I also suspect there's no easy way to calculate the period of the cycle and would welcome input on that too. For reference, the first 25 periods (courtesy of r.e.s.) are:

$\{6, 24, 78, 96, 63, 1030, 6558, 3936, 5922, 75756, 40474, 1594320, 79630, 7166907, 837353,\\1311364, 9620370, 6835198, 577674197, 2092070640, 784506057, 1116341675, 282429536478, 11933733565, 169161110854\}$

My gut sense is that this is not really a Collatz-level problem; the fact that it's in a fairly well-behaved bounded cycle suggests to me that by gluing a few of these rules together properly, it should be provable that $(abc)^k$ necessarily repeats. That said, my gut is often bad at number theory.


Some observations

The number of $b$'s is fixed at $k$, and they're always preceded by $a$, unless it's a $b$ at the start of the string. At each end of the string, and between every $b$ and $a$, there may be between $0$ and $2$ $c$'s, and the way they float around and interact with parity seems like what drives the cycles. Those constraints can be confirmed by establishing that, bottom line, the only unique substrings you can generate within this system are $\{ab,abc,abcc\}$. All possible strings reachable from $(abc)^k$ will be some combination of those pasted together, possibly with a wraparound truncation to start. You can confirm this via inspection or with the "table method" described in De Mol (2010).

This provides a strict lower bound of $2k/3$ for the length of the shortest word in the cycle (note that $(ab)^k$ always appears), with $4k/3$ as the upper bound on word length. We can take a stab at an upper bound on period by treating $b$ as dividing the string into $k+1$ partitions, each of which contains $0$ to $2$ $c$'s, yielding at most $3^{k+1}$ unique configurations. Since the combination of leading and trailing $c$'s can't exceed two, we eliminate the possibilities $\{ccScc,cScc,ccSc\}$. This leaves us with an upper bound of $$f(k) := 3^{k+1}-3.$$

This seems to work well for small $k$ and provides the exact period for $k \in \{1,2,3,7,12,23\}$, which is as high as I can confirm.


We write $U = ab, V = abc, W = abcc$.


Definition:

  • A nonempty string will be called "regular" if it is the concatenation of finitely many copies of $U, V, W$.

  • If $X$ is any regular string, then we write $X'$ for the string obtained from $X$ by removing the leading $a$. Such a string will be called "quasi-regular".

  • A "normal" string is a string that is regular or quasi-regular.

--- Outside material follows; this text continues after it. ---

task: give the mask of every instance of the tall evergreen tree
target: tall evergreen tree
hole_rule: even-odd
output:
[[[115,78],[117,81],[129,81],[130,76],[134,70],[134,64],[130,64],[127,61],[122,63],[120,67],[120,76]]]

The system can then be translated to a system on normal strings.

More precisely, we have the following rules (*): \begin{eqnarray} UX &\rightarrow& XV\\ VX &\rightarrow& X'W\\ WX &\rightarrow& XW\\ U'X &\rightarrow& X'U\\ V'X & \rightarrow& XU\\ W'X & \rightarrow& X'V \end{eqnarray} where $X$ denotes any regular string.

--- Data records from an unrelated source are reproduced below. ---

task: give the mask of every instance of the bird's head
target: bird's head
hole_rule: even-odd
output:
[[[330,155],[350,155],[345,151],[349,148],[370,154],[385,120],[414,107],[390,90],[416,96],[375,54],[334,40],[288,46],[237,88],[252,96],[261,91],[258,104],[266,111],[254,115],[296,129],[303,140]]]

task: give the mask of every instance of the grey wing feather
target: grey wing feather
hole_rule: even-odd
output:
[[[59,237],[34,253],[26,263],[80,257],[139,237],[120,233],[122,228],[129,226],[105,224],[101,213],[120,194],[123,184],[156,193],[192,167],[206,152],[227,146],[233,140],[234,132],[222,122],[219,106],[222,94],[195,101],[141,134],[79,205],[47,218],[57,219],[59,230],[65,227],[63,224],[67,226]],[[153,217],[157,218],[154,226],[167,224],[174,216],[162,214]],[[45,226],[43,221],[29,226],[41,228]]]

Note that this rule is injective: from the resulting string, we can deduce what the original string is.


Definition:

  • The "weight" of a regular string is the total number of $U, V, W$ in the string.
  • The weight of a quasi-regular string is the weight of the regular string it comes from.

(Equivalently, the weight of any normal string is just the number of $b$'s appearing in it.)


It is obvious from the above rules that the weight of a normal string does not change after applying the rules.

Therefore, starting from any normal string, the generated system can have only finitely many possible strings.

Since the procedure continues forever, the system is eventually periodic.

However, the rule being injective, the system must be purely periodic, hence will eventually return to the initial status.

This works for any normal string. In particular, it works for the string $V^k$.


(*)There is an exception when $X$ is the empty string, which we exclude here.